Environment NGO Greenpeace has criticised the French President, Francois Hollande for promoting nuclear energy in India while reducing his country’s dependence of atomic power.
Greenpeace campaigner Sophia Majnoni claimed that the European Pressurised Reactor (EPR) technology offered by the French company Areva to India for setting up nuclear power plants at Jaitapur was “risky”.
“It is highly unethical on part of our President to go to a developing country like India and offer this risky technology, with such huge repercussions,” said Majnoni, a Greenpeace campaigner from France.
The NGO said Hollande was elected as President of France on the poll plank of reducing the dependence on nuclear energy from the current 75 per cent to 50 per cent by 2025.
“EPR is an untested technology and over time has only proved to be a technology that countries should not invest it,” Karuna Raina, anti-nuclear campaigner, Greenpeace India, claimed.

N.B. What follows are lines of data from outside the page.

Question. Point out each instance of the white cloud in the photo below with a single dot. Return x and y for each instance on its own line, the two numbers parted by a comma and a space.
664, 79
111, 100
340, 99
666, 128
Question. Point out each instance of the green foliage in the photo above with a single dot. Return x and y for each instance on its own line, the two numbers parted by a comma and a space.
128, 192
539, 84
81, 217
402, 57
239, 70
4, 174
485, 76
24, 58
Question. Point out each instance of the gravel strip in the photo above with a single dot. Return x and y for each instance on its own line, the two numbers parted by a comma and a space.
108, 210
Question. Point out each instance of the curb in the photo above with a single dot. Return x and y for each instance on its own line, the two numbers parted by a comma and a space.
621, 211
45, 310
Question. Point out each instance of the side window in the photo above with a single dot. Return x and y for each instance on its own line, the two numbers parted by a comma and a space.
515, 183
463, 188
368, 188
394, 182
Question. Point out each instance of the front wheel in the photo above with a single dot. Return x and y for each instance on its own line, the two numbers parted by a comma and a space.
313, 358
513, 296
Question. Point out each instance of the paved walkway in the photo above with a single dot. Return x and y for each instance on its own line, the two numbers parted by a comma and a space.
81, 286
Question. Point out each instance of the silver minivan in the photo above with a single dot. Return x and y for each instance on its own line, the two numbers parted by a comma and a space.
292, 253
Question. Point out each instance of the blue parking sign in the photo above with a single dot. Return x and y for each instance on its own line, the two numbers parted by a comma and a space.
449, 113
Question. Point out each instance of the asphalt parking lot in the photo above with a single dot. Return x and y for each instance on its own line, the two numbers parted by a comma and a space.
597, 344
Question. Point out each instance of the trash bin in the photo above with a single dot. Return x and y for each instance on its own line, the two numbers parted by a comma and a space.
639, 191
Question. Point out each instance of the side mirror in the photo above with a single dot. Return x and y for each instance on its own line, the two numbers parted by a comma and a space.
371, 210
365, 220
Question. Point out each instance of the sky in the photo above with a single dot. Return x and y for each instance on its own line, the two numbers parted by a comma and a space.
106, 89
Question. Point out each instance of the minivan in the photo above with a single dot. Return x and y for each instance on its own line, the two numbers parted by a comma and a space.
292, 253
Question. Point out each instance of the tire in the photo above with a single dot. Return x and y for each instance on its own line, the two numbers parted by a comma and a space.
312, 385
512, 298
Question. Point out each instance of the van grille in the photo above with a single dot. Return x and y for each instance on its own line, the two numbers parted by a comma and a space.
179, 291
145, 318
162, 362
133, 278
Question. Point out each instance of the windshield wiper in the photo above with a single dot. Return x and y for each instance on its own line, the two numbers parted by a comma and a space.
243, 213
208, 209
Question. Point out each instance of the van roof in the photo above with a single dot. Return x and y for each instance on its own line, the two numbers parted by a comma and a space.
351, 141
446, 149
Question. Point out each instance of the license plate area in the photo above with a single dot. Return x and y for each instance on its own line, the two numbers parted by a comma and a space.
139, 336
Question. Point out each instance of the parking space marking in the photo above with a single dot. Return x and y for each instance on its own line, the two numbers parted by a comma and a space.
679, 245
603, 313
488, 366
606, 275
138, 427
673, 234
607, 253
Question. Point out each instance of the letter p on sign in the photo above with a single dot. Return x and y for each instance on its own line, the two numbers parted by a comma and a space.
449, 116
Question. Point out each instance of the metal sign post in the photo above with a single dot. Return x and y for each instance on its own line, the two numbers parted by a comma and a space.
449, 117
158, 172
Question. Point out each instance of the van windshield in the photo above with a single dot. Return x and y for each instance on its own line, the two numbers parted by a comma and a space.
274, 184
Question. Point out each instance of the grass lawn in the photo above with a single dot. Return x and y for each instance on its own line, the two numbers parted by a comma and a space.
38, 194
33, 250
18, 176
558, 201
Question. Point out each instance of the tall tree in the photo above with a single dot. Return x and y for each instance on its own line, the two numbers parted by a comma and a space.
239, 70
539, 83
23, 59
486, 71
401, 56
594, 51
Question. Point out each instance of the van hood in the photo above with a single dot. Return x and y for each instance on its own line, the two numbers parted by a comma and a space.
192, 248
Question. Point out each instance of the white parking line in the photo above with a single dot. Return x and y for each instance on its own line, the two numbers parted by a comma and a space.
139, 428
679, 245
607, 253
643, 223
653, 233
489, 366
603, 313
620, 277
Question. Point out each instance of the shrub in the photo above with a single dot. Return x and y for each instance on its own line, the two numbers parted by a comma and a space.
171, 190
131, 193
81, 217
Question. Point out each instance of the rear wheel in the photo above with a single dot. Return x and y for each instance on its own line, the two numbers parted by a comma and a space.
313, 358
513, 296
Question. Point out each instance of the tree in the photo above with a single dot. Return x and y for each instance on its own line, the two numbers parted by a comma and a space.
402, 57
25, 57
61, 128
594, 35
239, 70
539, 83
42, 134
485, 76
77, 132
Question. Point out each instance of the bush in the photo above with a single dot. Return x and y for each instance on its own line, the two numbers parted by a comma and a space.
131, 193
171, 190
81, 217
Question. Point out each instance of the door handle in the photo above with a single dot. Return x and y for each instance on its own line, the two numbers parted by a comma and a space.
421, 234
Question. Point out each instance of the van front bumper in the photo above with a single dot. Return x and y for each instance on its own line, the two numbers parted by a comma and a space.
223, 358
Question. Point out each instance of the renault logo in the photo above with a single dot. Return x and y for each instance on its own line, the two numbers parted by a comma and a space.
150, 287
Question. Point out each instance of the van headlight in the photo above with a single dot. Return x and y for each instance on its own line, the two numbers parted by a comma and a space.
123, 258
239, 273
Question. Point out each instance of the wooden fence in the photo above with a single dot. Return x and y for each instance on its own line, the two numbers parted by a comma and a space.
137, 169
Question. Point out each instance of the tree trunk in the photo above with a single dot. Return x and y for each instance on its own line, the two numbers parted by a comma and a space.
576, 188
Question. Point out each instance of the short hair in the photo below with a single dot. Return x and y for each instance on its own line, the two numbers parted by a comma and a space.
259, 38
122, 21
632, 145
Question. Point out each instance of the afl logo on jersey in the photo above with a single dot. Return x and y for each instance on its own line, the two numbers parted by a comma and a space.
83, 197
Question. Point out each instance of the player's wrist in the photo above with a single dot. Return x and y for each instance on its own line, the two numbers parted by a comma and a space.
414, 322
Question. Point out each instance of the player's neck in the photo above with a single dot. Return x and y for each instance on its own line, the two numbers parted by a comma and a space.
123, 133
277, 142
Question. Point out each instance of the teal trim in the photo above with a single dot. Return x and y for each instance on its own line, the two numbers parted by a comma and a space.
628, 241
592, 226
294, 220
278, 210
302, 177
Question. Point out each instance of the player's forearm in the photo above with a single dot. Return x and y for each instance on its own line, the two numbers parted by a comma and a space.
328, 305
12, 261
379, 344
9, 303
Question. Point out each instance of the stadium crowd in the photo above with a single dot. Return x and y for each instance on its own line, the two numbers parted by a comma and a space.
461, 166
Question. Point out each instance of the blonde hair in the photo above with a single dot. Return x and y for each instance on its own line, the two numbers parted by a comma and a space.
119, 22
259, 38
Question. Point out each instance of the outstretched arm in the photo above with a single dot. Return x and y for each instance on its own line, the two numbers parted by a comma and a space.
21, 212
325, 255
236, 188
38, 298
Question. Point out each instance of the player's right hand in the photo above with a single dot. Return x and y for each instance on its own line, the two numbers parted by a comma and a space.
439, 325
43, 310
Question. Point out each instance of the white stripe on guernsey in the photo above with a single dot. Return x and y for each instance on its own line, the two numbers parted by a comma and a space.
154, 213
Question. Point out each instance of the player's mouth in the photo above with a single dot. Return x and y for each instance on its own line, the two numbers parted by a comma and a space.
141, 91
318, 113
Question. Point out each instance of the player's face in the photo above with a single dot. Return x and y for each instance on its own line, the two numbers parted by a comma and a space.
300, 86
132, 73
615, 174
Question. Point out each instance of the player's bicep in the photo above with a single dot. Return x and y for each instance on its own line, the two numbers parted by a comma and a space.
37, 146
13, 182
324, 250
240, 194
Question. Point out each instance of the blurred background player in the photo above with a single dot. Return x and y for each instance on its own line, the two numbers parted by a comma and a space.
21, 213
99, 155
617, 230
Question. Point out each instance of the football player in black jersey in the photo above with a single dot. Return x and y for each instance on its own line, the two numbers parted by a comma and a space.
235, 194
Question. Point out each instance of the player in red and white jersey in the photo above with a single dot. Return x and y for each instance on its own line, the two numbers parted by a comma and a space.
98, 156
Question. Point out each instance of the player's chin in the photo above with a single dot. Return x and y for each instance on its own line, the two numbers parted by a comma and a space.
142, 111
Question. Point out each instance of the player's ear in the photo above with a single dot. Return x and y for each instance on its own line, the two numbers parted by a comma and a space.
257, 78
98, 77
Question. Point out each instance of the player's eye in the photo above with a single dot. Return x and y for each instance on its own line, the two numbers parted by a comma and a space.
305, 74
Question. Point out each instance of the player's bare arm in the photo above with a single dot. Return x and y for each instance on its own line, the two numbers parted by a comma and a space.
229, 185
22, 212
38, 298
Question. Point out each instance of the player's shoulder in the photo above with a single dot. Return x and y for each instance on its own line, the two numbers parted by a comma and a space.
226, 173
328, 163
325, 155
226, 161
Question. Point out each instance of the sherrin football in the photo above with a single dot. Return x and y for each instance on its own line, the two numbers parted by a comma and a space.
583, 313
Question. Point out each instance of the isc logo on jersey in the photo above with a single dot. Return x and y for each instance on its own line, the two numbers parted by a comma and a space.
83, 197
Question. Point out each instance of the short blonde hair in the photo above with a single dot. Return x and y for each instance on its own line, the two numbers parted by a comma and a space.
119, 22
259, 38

During his two-day visit here, Hollande said India and France should unite their efforts in cooperation on civil nuclear and renewable sources of energy and in agriculture on which majority of people of both countries are dependent on.
India is negotiating the techno-commercial agreement with Areva for setting up two 1,650 MW nuclear power reactors at Jaitapur in Maharashtra.
Four more nuclear reactors are expected to be set up at Jaitapur.